Written by Amit Ripshtos, Tech Lead, Dazz.
According to Gartner, 99% of cloud security breaches in the next three years will be caused by preventable misconfigurations and coding mistakes. That’s why your company probably has, over the past few years, been installing vulnerability-detection tools with abandon. But that too may be a problem: You may now have a security architecture in which alert overload and alert fatigue are the norm.
Perhaps you were so worried that you might miss some control gap in your cloud-based or hybrid network infrastructure that you deployed an assortment of detection tools whose defenses overlap. If so, then a single event might trigger hundreds, or even thousands, of alerts from many different tools—with none of the tools offering adequate context on the cause of the alert or the issues that matter to your business.
You’re responsible for responding to these alerts, but that means facing a torrent of information every day and spending a significant amount of your time simply triaging threats. This reduces your bandwidth to tackle bigger-picture questions of network and security strategy. It also creates inefficiencies in threat detection and response that may actually extend median time to repair (MTTR), rather than shrinking it.
For companies stuck in alert overload, three key challenges tend to reduce your effectiveness and extend MTTR:
1. Processes to uncover root causes are slow and manual.

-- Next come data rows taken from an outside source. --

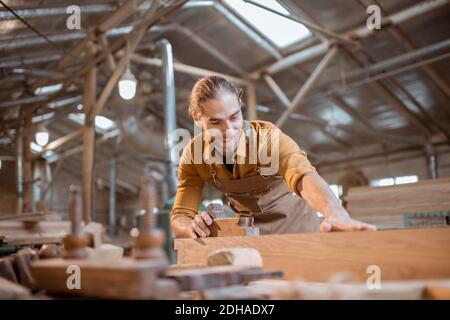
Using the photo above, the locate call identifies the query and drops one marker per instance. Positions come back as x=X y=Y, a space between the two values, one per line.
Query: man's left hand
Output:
x=343 y=222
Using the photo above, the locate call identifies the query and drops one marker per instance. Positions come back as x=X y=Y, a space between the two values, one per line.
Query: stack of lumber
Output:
x=404 y=254
x=420 y=204
x=25 y=233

When you are inundated with alerts, correlating those alerts with one another requires a great deal of manual effort, which necessarily slows down your response. So does spending time trying to understand which alerts are false positives. For example, a backlog of thousands of alerts may all derive from a single root cause, and fixing that root-cause issue may solve the entire problem. However, if you have to analyze each alert individually to determine whether it is a false positive and what root causes underlie it, reaching these conclusions can be tedious and slow—and that’s before you even begin to come up with a solution. This environment can substantially increase MTTR and reduce your company’s ability to defend itself against emerging threats.
2. You may not be able to effectively prioritize threats.
If you’re trying to triage a huge number of alerts every day, you may not necessarily make good decisions around prioritizing risk mitigation. The sheer volume of information you must wade through might dramatically reduce visibility into the actual underlying problems, so the most important issues may not end up at the top of the list of fixes that you hand off to dev.
3. You don’t know who is responsible for what code.
The speed and agility of cloud container technologies enable software development teams to spin up applications faster than ever before. This is great for organizational agility and for meeting customer needs as quickly as possible. It is not great for threat remediation, as your security team may lack visibility into which developer made what change to the code base when an application was developed or updated. In fact, some internally built tools may have capabilities that you don’t even know about. When a threat is hovering over the corporate environment, the last thing you need to be spending time on is tracking down which developer is responsible for the affected code.